Hyperautomation is an advanced approach to process automation that combines technologies such as AI, machine learning, robotic process automation (RPA), and intelligent workflows to automate as many business processes as possible. Unlike traditional automation, which typically focuses on repetitive tasks, hyperautomation integrates multiple systems and data sources to optimize entire end-to-end processes, allowing for continuous improvement and greater scalability.
What exactly is generative AI and how can businesses use it?
Generative AI refers to AI models capable of creating new content — such as text, images, or code — based on training data. Examples include ChatGPT and DALL·E. Businesses use generative AI to automate content creation, personalize customer communication, support product development, and assist software engineering. It enables faster innovation and improves efficiency across marketing, sales, and customer support functions.
What does MLOps mean and why is it important?
MLOps, short for Machine Learning Operations, is a set of practices that aims to streamline the development, deployment, monitoring, and management of machine learning models.
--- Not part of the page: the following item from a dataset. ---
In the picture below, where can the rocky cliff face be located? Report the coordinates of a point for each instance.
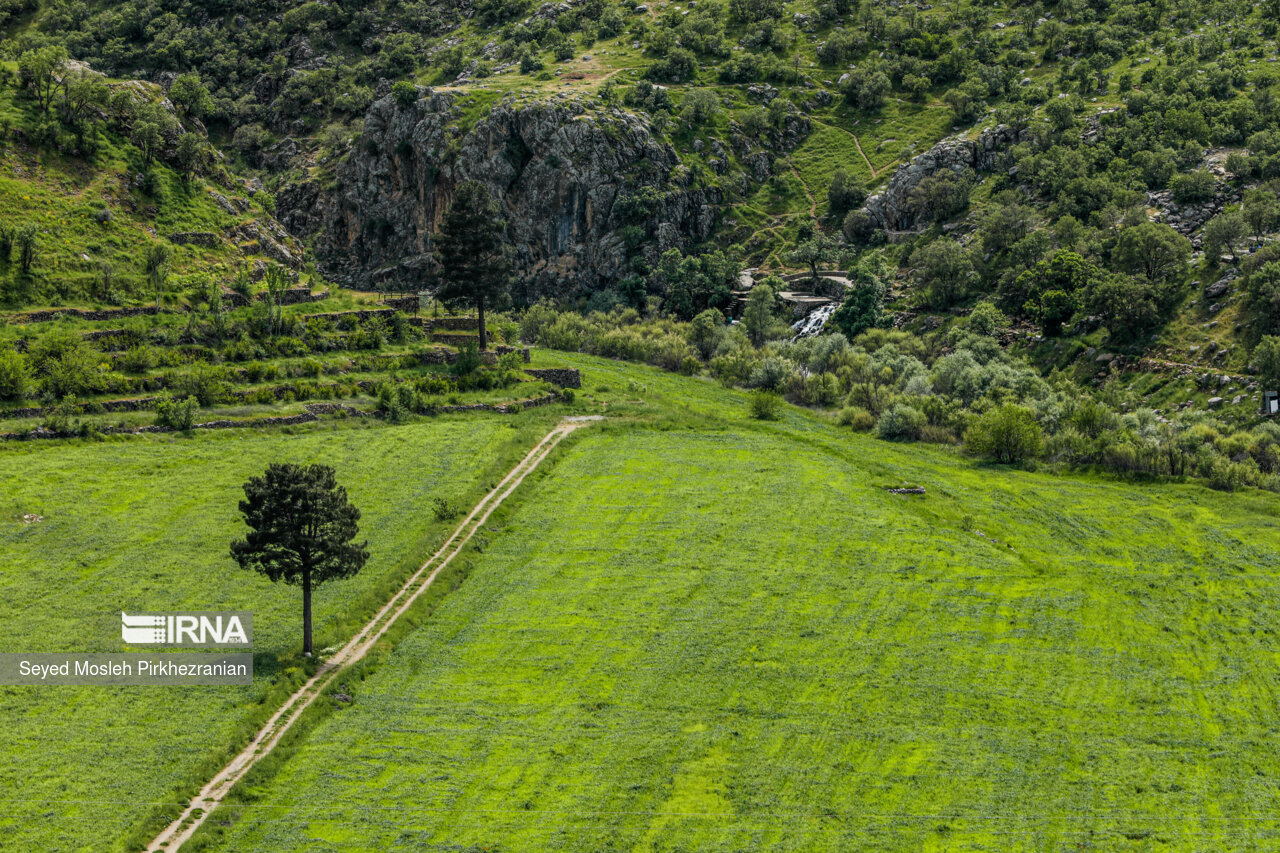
(567, 178)
(890, 210)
Similar to DevOps in software engineering, MLOps ensures that AI models are continuously integrated, tested, and updated in a scalable and secure way. It is essential for organizations that want to move from pilot AI projects to large-scale, production-ready implementations across departments.
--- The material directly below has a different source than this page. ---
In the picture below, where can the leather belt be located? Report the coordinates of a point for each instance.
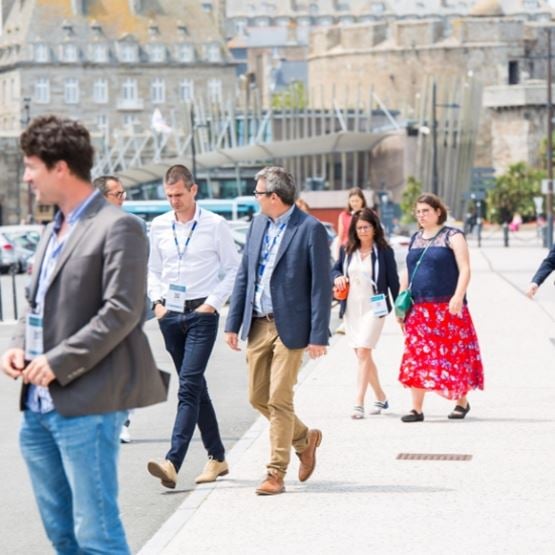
(192, 304)
(268, 317)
Why is explainability in AI so important?
Explainability in AI refers to the ability to understand how and why an AI system made a specific decision. This is crucial in regulated industries like finance or healthcare, where transparency and accountability are required. Explainable AI builds trust among users and stakeholders and helps ensure that models are fair, reliable, and compliant with ethical and legal standards.
What are the risks of implementing AI, and how can they be mitigated?
AI implementation comes with risks such as data bias, lack of transparency, data privacy concerns, and unintended consequences in decision-making. These risks can be mitigated through responsible AI practices — including clear governance frameworks, continuous monitoring, ethical guidelines, and user education. Involving multidisciplinary teams and ensuring human oversight are also key strategies to maintain control over AI-driven processes.